Lyons et al. make the point that little is currently known about ‘what contestability in relation to algorithmic decisions entails, and whether the same processes used to contest human decisions … are suitable for algorithmic decision-making’.Footnote 126 Contestability for automated decisions may not be able simply to follow existing mechanisms for dealing with individual complaints or concerns. The models informing AI may be complex and opaque, thus creating challenges for review by subject domain experts who may nonetheless be unfamiliar with the technology. Additionally, scale creates a challenge. This is because one of the benefits of automated decision-making is that it can operate on a scale that is not possible for human decision-makers or advisers, and yet this makes processes for individual review potentially unmanageable.

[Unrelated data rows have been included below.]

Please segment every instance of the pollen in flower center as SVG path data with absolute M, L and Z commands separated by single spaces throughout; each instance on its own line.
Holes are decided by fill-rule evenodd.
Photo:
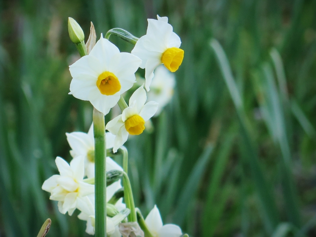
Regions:
M 145 120 L 138 115 L 129 118 L 125 121 L 125 128 L 131 135 L 139 135 L 145 129 Z
M 119 91 L 121 83 L 115 75 L 110 72 L 104 72 L 98 77 L 97 86 L 102 94 L 112 95 Z
M 169 48 L 162 54 L 161 61 L 165 66 L 170 71 L 174 72 L 182 63 L 184 51 L 175 47 Z

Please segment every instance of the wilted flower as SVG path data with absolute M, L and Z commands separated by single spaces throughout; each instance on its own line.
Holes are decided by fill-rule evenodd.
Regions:
M 150 211 L 145 222 L 154 237 L 179 237 L 182 235 L 180 227 L 172 224 L 163 225 L 159 210 L 156 205 Z
M 147 100 L 143 85 L 135 91 L 130 98 L 129 106 L 110 121 L 105 127 L 115 136 L 113 152 L 127 140 L 128 134 L 139 135 L 145 129 L 145 122 L 157 111 L 158 104 L 154 101 L 145 104 Z
M 151 90 L 147 93 L 147 100 L 158 103 L 158 109 L 155 114 L 155 116 L 157 116 L 172 97 L 175 78 L 174 75 L 162 65 L 158 66 L 155 72 L 150 85 Z
M 72 157 L 82 155 L 84 159 L 85 174 L 88 178 L 94 177 L 94 139 L 93 136 L 93 124 L 91 125 L 88 133 L 81 132 L 66 133 L 67 140 L 72 150 L 70 154 Z M 115 136 L 110 132 L 106 133 L 106 149 L 113 147 Z M 106 157 L 106 171 L 115 169 L 123 171 L 122 167 L 109 157 Z
M 60 175 L 53 175 L 44 182 L 42 189 L 51 193 L 49 199 L 58 201 L 58 208 L 63 214 L 71 216 L 76 208 L 81 210 L 81 201 L 94 193 L 94 185 L 83 181 L 84 173 L 83 157 L 72 159 L 70 165 L 62 158 L 55 160 Z
M 145 87 L 147 91 L 154 77 L 154 70 L 163 64 L 170 71 L 175 72 L 182 63 L 184 51 L 179 48 L 181 40 L 168 23 L 168 17 L 148 19 L 146 34 L 139 38 L 131 53 L 143 61 L 140 67 L 145 69 Z
M 141 61 L 131 54 L 120 52 L 101 34 L 89 55 L 69 66 L 73 77 L 69 94 L 89 100 L 96 109 L 106 114 L 116 104 L 121 94 L 133 86 L 134 74 Z

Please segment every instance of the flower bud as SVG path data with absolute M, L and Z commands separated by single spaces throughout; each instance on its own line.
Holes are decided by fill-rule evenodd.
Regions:
M 84 33 L 79 24 L 73 18 L 68 18 L 68 32 L 70 39 L 74 44 L 84 41 Z

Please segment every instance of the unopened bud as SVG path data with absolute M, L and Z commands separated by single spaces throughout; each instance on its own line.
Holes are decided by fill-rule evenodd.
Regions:
M 84 41 L 84 33 L 79 24 L 73 18 L 68 18 L 68 32 L 70 39 L 74 44 Z

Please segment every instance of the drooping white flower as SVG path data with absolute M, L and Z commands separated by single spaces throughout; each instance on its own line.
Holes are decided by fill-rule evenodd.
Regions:
M 179 48 L 181 40 L 168 24 L 168 17 L 157 15 L 157 19 L 148 19 L 146 34 L 139 38 L 131 52 L 143 60 L 140 67 L 145 69 L 147 91 L 154 77 L 154 70 L 158 65 L 163 64 L 174 72 L 181 64 L 184 55 L 184 51 Z
M 159 115 L 163 107 L 169 102 L 173 94 L 175 77 L 162 65 L 155 70 L 151 82 L 151 90 L 147 94 L 147 100 L 158 103 L 158 109 L 155 116 Z
M 63 214 L 71 216 L 76 208 L 80 210 L 81 201 L 94 193 L 94 185 L 83 182 L 83 157 L 79 156 L 68 164 L 58 156 L 55 160 L 60 174 L 53 175 L 44 181 L 42 189 L 51 193 L 49 199 L 58 201 L 58 208 Z
M 105 115 L 121 94 L 135 82 L 135 73 L 141 63 L 138 57 L 118 48 L 101 34 L 88 55 L 69 66 L 72 77 L 70 94 L 89 100 Z
M 143 85 L 135 91 L 130 98 L 129 106 L 120 114 L 110 121 L 106 129 L 115 135 L 113 152 L 127 140 L 128 134 L 139 135 L 145 129 L 145 123 L 157 111 L 158 104 L 147 100 Z
M 182 235 L 180 227 L 172 224 L 163 225 L 159 210 L 156 205 L 150 211 L 145 222 L 154 237 L 179 237 Z
M 81 132 L 66 133 L 67 140 L 72 149 L 70 154 L 75 158 L 78 155 L 84 157 L 85 174 L 88 178 L 94 177 L 94 139 L 93 124 L 88 133 Z M 115 136 L 110 132 L 106 133 L 106 149 L 113 147 Z M 122 167 L 109 157 L 106 157 L 106 171 L 113 169 L 123 171 Z

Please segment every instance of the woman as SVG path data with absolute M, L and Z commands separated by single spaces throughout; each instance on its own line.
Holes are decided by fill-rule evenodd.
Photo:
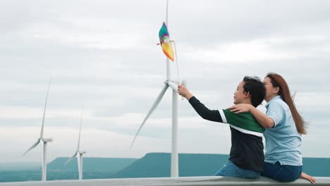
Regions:
M 236 113 L 250 112 L 266 128 L 263 175 L 281 182 L 293 182 L 300 177 L 315 182 L 314 178 L 302 173 L 300 136 L 306 134 L 305 122 L 295 108 L 288 84 L 276 73 L 267 74 L 263 82 L 266 114 L 248 104 L 228 108 Z

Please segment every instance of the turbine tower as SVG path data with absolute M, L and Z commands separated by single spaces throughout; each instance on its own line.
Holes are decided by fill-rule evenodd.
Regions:
M 82 111 L 81 112 L 81 116 L 80 116 L 80 127 L 79 128 L 79 137 L 78 137 L 78 144 L 77 147 L 77 151 L 75 151 L 75 154 L 72 156 L 68 161 L 66 161 L 66 163 L 64 163 L 64 166 L 66 166 L 73 159 L 74 159 L 77 155 L 78 156 L 78 158 L 77 158 L 78 161 L 78 173 L 79 173 L 79 180 L 82 180 L 82 154 L 85 154 L 85 151 L 80 151 L 80 132 L 81 132 L 81 125 L 82 123 Z
M 46 96 L 46 101 L 44 103 L 44 115 L 42 116 L 42 128 L 41 128 L 41 132 L 40 132 L 40 137 L 23 154 L 23 156 L 24 156 L 29 151 L 32 150 L 33 148 L 37 147 L 37 145 L 38 145 L 38 144 L 40 142 L 42 142 L 42 147 L 43 147 L 43 148 L 42 148 L 43 150 L 42 151 L 42 181 L 46 181 L 47 180 L 47 156 L 46 156 L 47 154 L 46 154 L 46 152 L 47 152 L 47 143 L 51 142 L 53 141 L 53 140 L 51 138 L 45 138 L 45 137 L 44 137 L 44 116 L 46 114 L 46 107 L 47 106 L 48 94 L 49 94 L 49 89 L 50 89 L 51 83 L 51 78 L 49 80 L 49 85 L 48 85 L 47 94 Z
M 168 8 L 169 8 L 169 0 L 166 2 L 166 25 L 168 23 Z M 163 25 L 164 27 L 164 25 Z M 163 29 L 163 27 L 161 28 Z M 166 32 L 167 32 L 167 27 L 166 27 Z M 134 144 L 134 142 L 140 132 L 140 130 L 145 125 L 147 120 L 149 118 L 150 115 L 152 112 L 156 109 L 158 104 L 161 101 L 161 99 L 163 98 L 166 89 L 169 87 L 172 88 L 172 144 L 171 144 L 171 177 L 178 177 L 178 84 L 180 85 L 180 75 L 178 73 L 178 58 L 176 57 L 176 50 L 175 47 L 175 42 L 173 40 L 169 39 L 169 35 L 166 33 L 166 35 L 168 37 L 168 40 L 170 43 L 174 44 L 174 49 L 175 49 L 175 54 L 176 54 L 176 61 L 177 65 L 177 70 L 178 70 L 178 80 L 173 80 L 171 77 L 171 68 L 170 68 L 170 61 L 169 56 L 166 57 L 166 78 L 167 80 L 164 82 L 165 85 L 164 88 L 161 89 L 161 92 L 158 95 L 156 101 L 154 101 L 154 104 L 152 105 L 151 109 L 149 111 L 147 116 L 143 120 L 141 125 L 140 126 L 138 132 L 136 133 L 135 136 L 134 137 L 133 141 L 130 147 Z M 160 36 L 159 36 L 160 37 Z M 163 48 L 164 51 L 164 48 Z M 165 53 L 165 51 L 164 51 Z M 166 56 L 167 54 L 166 54 Z M 183 84 L 185 82 L 183 82 Z

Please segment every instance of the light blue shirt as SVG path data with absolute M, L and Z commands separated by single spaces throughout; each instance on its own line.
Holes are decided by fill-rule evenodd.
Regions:
M 273 119 L 274 126 L 267 128 L 264 132 L 266 140 L 264 161 L 302 166 L 301 137 L 288 106 L 280 96 L 276 96 L 266 104 L 266 114 Z

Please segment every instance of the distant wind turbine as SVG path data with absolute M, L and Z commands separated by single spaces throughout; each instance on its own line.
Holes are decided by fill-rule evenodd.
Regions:
M 23 156 L 31 149 L 37 147 L 40 142 L 42 142 L 43 144 L 43 151 L 42 151 L 42 180 L 46 181 L 47 180 L 47 156 L 46 156 L 46 151 L 47 149 L 47 142 L 51 142 L 53 141 L 51 138 L 45 138 L 44 137 L 44 116 L 46 114 L 46 107 L 47 106 L 47 101 L 48 101 L 48 95 L 49 94 L 49 89 L 50 85 L 51 83 L 51 78 L 49 80 L 49 85 L 48 85 L 48 90 L 47 90 L 47 95 L 46 96 L 46 101 L 44 103 L 44 115 L 42 116 L 42 124 L 40 132 L 40 137 L 37 140 L 31 147 L 30 147 L 25 153 L 24 153 Z
M 172 88 L 172 152 L 171 155 L 171 177 L 178 177 L 178 84 L 180 85 L 180 75 L 178 70 L 178 58 L 176 56 L 176 49 L 175 45 L 175 42 L 173 40 L 169 39 L 169 34 L 167 30 L 167 23 L 168 23 L 168 8 L 169 8 L 169 0 L 166 2 L 166 23 L 163 24 L 163 27 L 161 28 L 159 31 L 159 39 L 161 40 L 161 44 L 163 48 L 163 51 L 166 55 L 166 78 L 167 80 L 164 82 L 165 86 L 161 89 L 161 92 L 158 95 L 156 101 L 154 101 L 154 104 L 152 105 L 152 108 L 149 111 L 147 116 L 145 116 L 143 122 L 142 123 L 141 125 L 140 126 L 138 132 L 136 133 L 134 139 L 133 140 L 132 144 L 130 145 L 130 148 L 134 144 L 134 142 L 140 132 L 140 130 L 142 129 L 143 125 L 145 125 L 147 120 L 149 118 L 150 115 L 154 112 L 154 111 L 157 107 L 158 104 L 161 101 L 161 99 L 163 98 L 166 89 L 169 87 Z M 173 43 L 174 44 L 174 54 L 176 56 L 176 66 L 177 66 L 177 70 L 178 70 L 178 79 L 176 80 L 172 80 L 171 78 L 171 71 L 170 71 L 170 61 L 169 58 L 171 61 L 173 60 L 173 51 L 171 46 L 170 46 L 171 44 Z M 182 82 L 183 85 L 185 85 L 185 82 Z
M 82 123 L 82 111 L 81 112 L 80 116 L 80 127 L 79 128 L 79 137 L 78 137 L 78 144 L 77 147 L 77 151 L 75 151 L 75 154 L 72 156 L 68 161 L 66 161 L 64 166 L 66 166 L 73 159 L 74 159 L 78 154 L 79 154 L 78 158 L 77 158 L 78 165 L 78 173 L 79 173 L 79 180 L 82 180 L 82 154 L 85 154 L 85 151 L 80 151 L 80 132 L 81 132 L 81 125 Z

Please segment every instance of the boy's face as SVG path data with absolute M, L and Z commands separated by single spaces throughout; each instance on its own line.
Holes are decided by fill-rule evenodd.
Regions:
M 243 103 L 243 100 L 246 97 L 246 95 L 244 94 L 244 88 L 243 86 L 245 84 L 245 82 L 242 81 L 238 84 L 237 86 L 236 91 L 234 92 L 234 104 L 242 104 Z

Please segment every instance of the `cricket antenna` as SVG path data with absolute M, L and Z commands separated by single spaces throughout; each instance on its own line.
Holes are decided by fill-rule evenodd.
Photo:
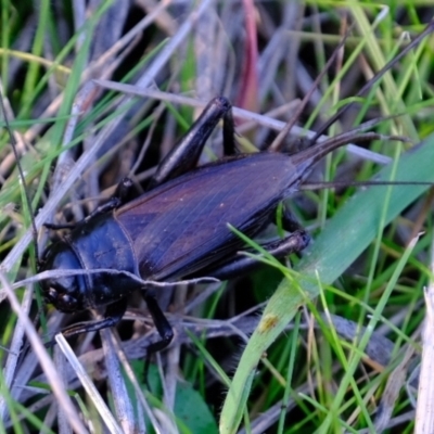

The inquiry into what contestability requires may be different in the context of automated financial advice tools, as opposed to public sector use of automated decision-making. Consumers using automated advice tools will not be challenging a decision made about their rights to access public resources or benefits. Rather they will be challenging the advice given to them, the consistency of this advice with any representations about the tool, or compliance with any applicable regulatory regimes. Nonetheless, complexity and scale remain significant challenges. It is possible that the field of consumer protection law may have insights given its focus on both legal rights and structural mechanisms for protecting consumers’ interests in circumstances where there are considerable imbalances in power, resources, and information, which in some ways mirrors concerns around AI contestability. For example, in this context of automated financial advice tools, contestability for poor outcomes may come through the oversight provided by ombudsmen and regulators, rather than traditional litigation. These inquiries have the capacity to look at systemic errors, thus bringing expertise and capacity to review processes through which advice or recommendations are provided, rather than necessarily reopening every decision.
2.5 Conclusion
The triad of money, power, and AI collide in fintech innovation, which sees public and private sector support for using AI, along with blockchain and big data, in the delivery of financial services. Currently, the most prominent forms of fintech available to consumers are automated advice tools for investing and budgeting. These tools offer advantages of low cost, convenient and consistent advice on matters consumers often find difficult. Without discounting these attractions, we have argued that the oft-stated aspiration of automated advice financial tools in democratising personal finance should not distract attention from their potential to provide only a marginally useful service, while extracting consumer data and perpetuating the exclusion of some consumer cohorts from adequate access to credit, advice and banking. From this perspective, consumer-facing fintech provides a exemplary example of the need for careful regulatory attention being provided to the use of AI and related technologies even in seemingly low-risk contexts. Fintech tools that hold out to consumers a promise of expertise and assistance should genuinely be fit for the purpose. Consumers are unlikely to be able to monitor this quality themselves. As such, robust standards of transparency, accountability, and contestability that facilitate good governance and allow adequate regulatory oversight are crucial, even for these modest applications of AI.